22. Jänner 2025 • Lesedauer 3 Minuten
Return to office bei 500 km entferntem Arbeitsplatz unbillig
Arbeitgeber haben gegenüber ihren Arbeitnehmern ein Weisungsrecht, bei dessen Ausübung sie die Interessen des Arbeitnehmers berücksichtigen müssen. Mit dem Weisungsrecht im Hinblick auf die Rückkehr aus dem Homeoffice befasste sich kürzlich das Landesarbeitsgericht Köln. Es entschied, dass ein Arbeitnehmer, der seine Arbeit in den letzten Jahren nahezu komplett im Homeoffice erbracht hat, vom Arbeitgeber ohne sachlichen Grund nicht an einen 500 km entfernten Arbeitsplatz versetzt werden darf – auch, wenn der Arbeitsvertrag dies zulässt (LAG Köln, Urteil vom 11. Juli 2024 – 6 Sa 579/23).
Sachverhalt
Der seit 2017 bei einem Automobilzulieferer beschäftigte Projektmanager arbeitete seit der Covid-19-Pandemie fast vollständig von zu Hause aus. Der Arbeitsvertrag des Managers sah keinen festen Arbeitsort vor. Stattdessen hieß es dort: „Der Einsatzort des Angestellten bezieht sich auf die gesamte […] Unternehmensgruppe und richtet sich nach den laufenden Projekten der […] Unternehmensgruppe.“
Mit Schließung des heimatnächsten Standorts des Arbeitnehmers wies der Arbeitgeber diesen an, seine Arbeitsleistung fortan von einem 500 km entfernten Standort in Präsenz zu erbringen und sprach hilfsweise eine Änderungskündigung aus. Der Arbeitnehmer widersprach der Weisung des Arbeitgebers sowie der Änderung des Arbeitsvertrags und erhob Kündigungsschutzklage.

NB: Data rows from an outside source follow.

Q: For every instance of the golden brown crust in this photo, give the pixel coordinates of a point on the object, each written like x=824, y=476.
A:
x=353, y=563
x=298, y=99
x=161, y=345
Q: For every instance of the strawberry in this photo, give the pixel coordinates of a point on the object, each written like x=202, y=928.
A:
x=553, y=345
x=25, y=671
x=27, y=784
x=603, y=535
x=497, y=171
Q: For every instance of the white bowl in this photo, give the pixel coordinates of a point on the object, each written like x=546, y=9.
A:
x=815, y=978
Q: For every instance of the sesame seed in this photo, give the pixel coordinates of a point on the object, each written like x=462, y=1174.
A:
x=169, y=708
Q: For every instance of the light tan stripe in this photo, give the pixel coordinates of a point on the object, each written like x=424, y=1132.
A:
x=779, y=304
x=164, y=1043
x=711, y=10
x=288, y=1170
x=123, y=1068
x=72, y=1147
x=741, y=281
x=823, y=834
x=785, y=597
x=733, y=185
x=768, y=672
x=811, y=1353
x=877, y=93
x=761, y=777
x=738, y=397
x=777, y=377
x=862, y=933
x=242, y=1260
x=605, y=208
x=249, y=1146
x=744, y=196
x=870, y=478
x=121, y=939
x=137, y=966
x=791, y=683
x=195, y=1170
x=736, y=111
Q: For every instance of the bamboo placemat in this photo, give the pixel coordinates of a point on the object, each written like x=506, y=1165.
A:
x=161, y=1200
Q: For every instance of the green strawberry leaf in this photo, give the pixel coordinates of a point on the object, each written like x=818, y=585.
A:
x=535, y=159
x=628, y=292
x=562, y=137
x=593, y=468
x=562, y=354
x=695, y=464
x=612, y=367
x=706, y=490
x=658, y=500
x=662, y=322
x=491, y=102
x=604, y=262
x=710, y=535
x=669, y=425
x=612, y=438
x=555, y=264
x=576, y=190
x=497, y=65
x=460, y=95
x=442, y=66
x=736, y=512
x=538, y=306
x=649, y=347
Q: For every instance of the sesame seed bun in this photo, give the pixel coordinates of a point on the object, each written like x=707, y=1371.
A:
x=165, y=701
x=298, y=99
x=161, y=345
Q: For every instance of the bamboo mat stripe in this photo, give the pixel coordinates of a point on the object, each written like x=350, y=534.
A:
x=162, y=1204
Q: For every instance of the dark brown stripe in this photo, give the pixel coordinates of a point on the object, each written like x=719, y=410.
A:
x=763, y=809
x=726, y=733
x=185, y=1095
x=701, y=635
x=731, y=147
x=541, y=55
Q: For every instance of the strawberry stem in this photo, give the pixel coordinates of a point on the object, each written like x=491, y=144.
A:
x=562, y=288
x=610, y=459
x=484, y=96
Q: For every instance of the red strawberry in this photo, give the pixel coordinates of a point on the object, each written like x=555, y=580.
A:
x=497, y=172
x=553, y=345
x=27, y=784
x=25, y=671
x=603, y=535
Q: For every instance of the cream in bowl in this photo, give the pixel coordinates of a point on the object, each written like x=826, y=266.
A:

Rückbeorderung ins Office bedarf überwiegender sachlicher Interessen des Arbeitgebers
Nach der Entscheidung des LAG Köln sind sowohl die Versetzung als auch die hilfsweise ausgesprochene Änderungskündigung unwirksam. Zwar haben Arbeitgeber ein Weisungsrecht gegenüber ihren Arbeitnehmern (§ 106 S. 1 Gewerbeordnung). Mittels des Weisungsrechts können sie, soweit diesem – wie vorliegend – keine Regelungen aus dem Arbeitsvertrag entgegenstehen, festlegen, wo der Arbeitnehmer seine Arbeitsleistung zu erbringen hat. Bei der Ausübung des Weisungsrechts darf der Arbeitgeber jedoch nicht die Grenze des billigen Ermessens überschreiten. Gegen die Versetzung des Managers aus dem Homeoffice in ein 500 km entferntes Büro spricht nach Auffassung des LAG Köln, dass der Arbeitnehmer über Jahre hinweg von zu Hause aus gearbeitet habe, wo er „familiär, logistisch, im Freundeskreis und in der Kultur“ verortet sei.
Ein das Bestands- und Ortsinteresse des Arbeitnehmers überwiegender sachlicher Grund auf Seiten des Arbeitgebers liege nicht vor. Die Schließung des wohnortnahen Standorts führe zwar zu einem dringenden betrieblichen Erfordernis, den Manager dem 500 km entfernten Standort zuzuordnen. Dies gelte – bei gleichbleibenden Arbeitsaufgaben, die seine Präsenz nicht erforderlich machten – aber nicht für die Rückbeorderung ins Büro.
Die Kündigung scheitert in Anbetracht des vorstehend Gesagten am Nichtvorliegen eines dringenden betrieblichen Erfordernisses (§ 1 Abs. 2 Kündigungsschutzgesetz). Es fehlt bereits an einer für den Widerruf der Homeoffice-Erlaubnis kausalen Organisationsentscheidung.
Fazit
Die Entscheidung des LAG Köln darf nicht zu der Annahme verleiten, dass Arbeitgeber Arbeitnehmer nicht zurück ins Office beordern können. Einen gesetzlichen Anspruch auf Homeoffice gibt es nicht. Fehlen Vereinbarungen in Arbeits-, Tarifvertrag oder Betriebsvereinbarung, kann der Arbeitgeber jederzeit die Rückkehr aus dem Homeoffice anordnen. Dabei muss er allerdings die Grenze des billigen Ermessens wahren. Immer erforderlich ist ein das Interesse des Arbeitnehmers überwiegender sachlicher Grund.